Not assessing impact on experience
If there is no understanding of what impact the current plan design is having on the plan experience, how can we assess if it’s viable for the next 24 to 36 months? The impact of the current plan design does not manifest itself in high-level utilization figures. Transactional data, on the other hand, allow a plan sponsor to answer this question and can also be used to calculate which alternate plan design will have the greatest impact on managing plan costs without adversely impacting the health of employees.
Fearing pay-direct
There continues to be some incredible mythology in the group benefits space suggesting that a move to a pay-direct drug plan will result in significantly higher plan costs. If that fear of a sudden, significant and sustained increase exists, why not simply measure the “shoeboxing” effect and carry-forward of claims and compare them with the savings to be realized with real-time claims adjudication? Would that not make more sense than retelling the group benefits version of the Loch Ness monster tale? This is of considerable importance for Ontario-based plan sponsors that are about to enter the Twilight Zone as generic prices fall to the floor on April 1, 2012, for both the public and private sectors.

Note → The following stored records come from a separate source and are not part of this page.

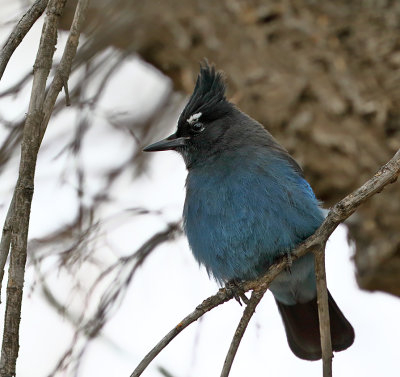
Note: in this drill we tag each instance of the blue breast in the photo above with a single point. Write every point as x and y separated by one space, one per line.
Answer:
244 209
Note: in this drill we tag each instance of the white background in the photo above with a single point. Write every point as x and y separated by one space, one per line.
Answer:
170 284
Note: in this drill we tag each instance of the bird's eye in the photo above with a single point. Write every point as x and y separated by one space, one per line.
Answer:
197 127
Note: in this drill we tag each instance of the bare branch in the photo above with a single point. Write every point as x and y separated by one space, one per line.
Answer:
242 326
6 240
19 32
35 125
339 212
323 312
64 68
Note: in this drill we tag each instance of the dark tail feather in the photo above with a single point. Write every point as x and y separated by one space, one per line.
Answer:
302 328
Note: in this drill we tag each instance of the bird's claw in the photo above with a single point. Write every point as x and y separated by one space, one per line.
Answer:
289 261
236 287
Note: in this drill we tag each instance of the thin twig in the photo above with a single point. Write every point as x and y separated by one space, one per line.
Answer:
6 240
24 190
19 32
204 307
339 212
63 71
323 312
241 328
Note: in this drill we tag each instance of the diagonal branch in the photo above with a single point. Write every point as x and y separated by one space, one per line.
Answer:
388 173
40 109
19 32
241 328
20 211
323 312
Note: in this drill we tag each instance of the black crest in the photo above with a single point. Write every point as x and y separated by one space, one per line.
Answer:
208 97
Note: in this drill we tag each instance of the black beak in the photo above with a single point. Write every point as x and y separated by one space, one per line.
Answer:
171 142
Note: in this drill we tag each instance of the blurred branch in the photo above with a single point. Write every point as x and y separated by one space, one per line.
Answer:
387 174
19 32
124 270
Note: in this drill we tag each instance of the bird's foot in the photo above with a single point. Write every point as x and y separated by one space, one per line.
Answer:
289 260
236 287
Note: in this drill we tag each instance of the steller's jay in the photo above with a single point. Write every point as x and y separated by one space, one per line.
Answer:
247 203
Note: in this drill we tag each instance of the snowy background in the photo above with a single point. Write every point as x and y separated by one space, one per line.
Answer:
170 284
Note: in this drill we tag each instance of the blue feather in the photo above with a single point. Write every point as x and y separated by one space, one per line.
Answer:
248 209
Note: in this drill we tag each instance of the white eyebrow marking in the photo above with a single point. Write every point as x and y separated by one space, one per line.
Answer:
193 118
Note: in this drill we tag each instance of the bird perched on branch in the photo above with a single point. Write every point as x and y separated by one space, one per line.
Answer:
247 203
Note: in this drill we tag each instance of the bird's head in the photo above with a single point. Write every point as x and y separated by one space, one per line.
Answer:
204 122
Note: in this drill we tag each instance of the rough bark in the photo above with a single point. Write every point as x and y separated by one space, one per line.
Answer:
323 77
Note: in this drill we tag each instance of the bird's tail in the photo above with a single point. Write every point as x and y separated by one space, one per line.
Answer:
302 328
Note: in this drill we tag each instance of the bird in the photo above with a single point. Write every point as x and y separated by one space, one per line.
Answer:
247 204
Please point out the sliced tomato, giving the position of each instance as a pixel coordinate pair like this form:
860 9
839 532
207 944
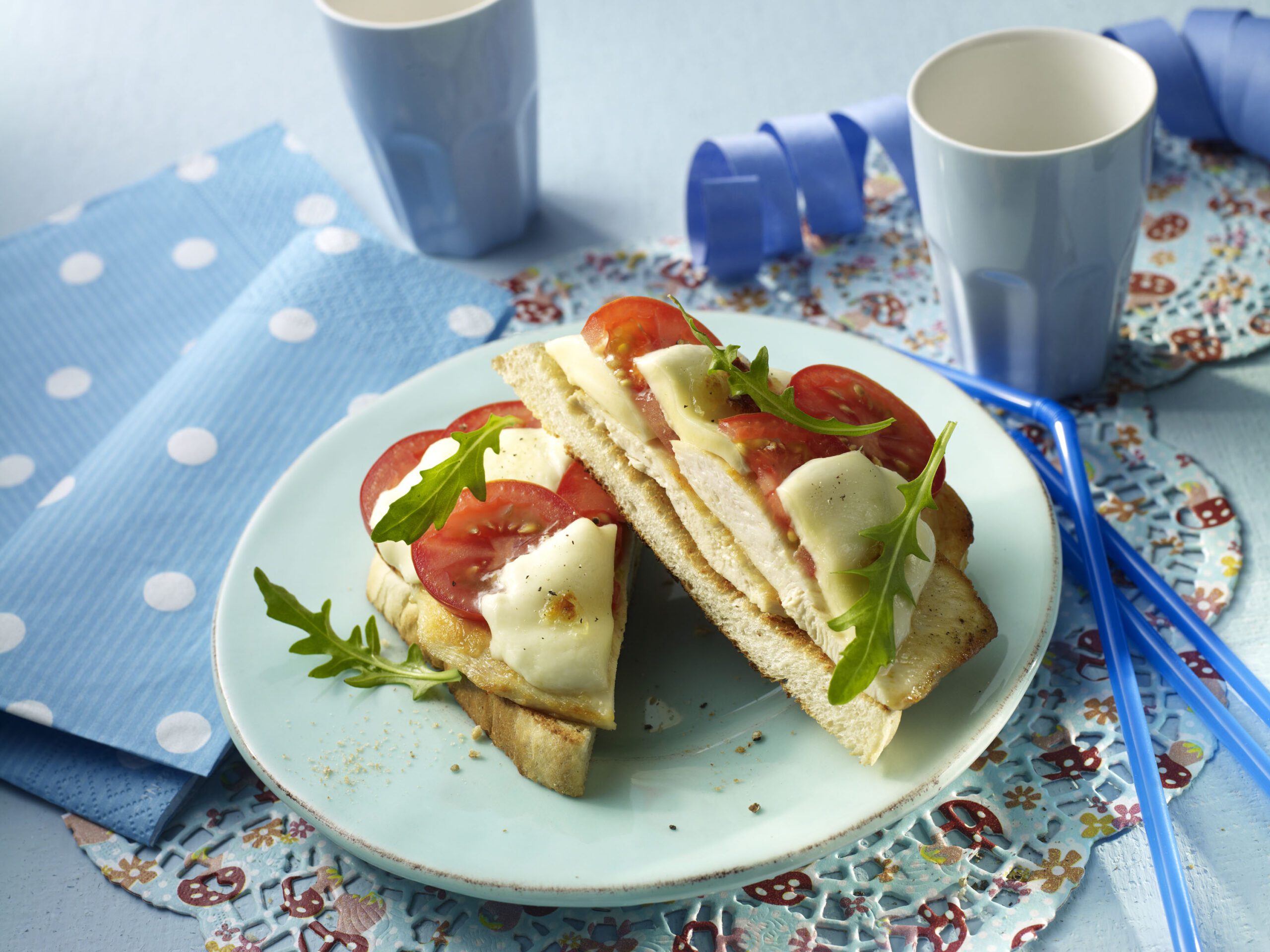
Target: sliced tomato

Failing to look back on the short and long terms
If we haven’t looked at the short-term and/or long-term disability experiences and reflected on the drug plan experience, why not? Why would we not use disability data and granular drug claims data to assess patterns in the drug therapies related to the biggest health concerns in the employee population? If there are leading indicators in the drug claims experience (which is far more prevalent and robust than disability data)—such as changes in the incidence of a given disease state, changes to levels of adherence to therapy and/or changes in the co-morbidity profile of disability claimants—a plan sponsor can begin to measure the impact the drug plan is having on spending elsewhere and how that impact can be enhanced.
It is encouraging to see that better reporting and better use of data is becoming more of a focal point. I understand that the CPBI Ontario conference next month in Toronto is devoting a session to the topic. That’s a positive step because it’s unlikely that we would have been anywhere near the agenda even a couple of years ago. We’re starting to see some progress, but plan sponsors across the country would benefit immediately if using data for predictive purposes became the norm, not simply the exception.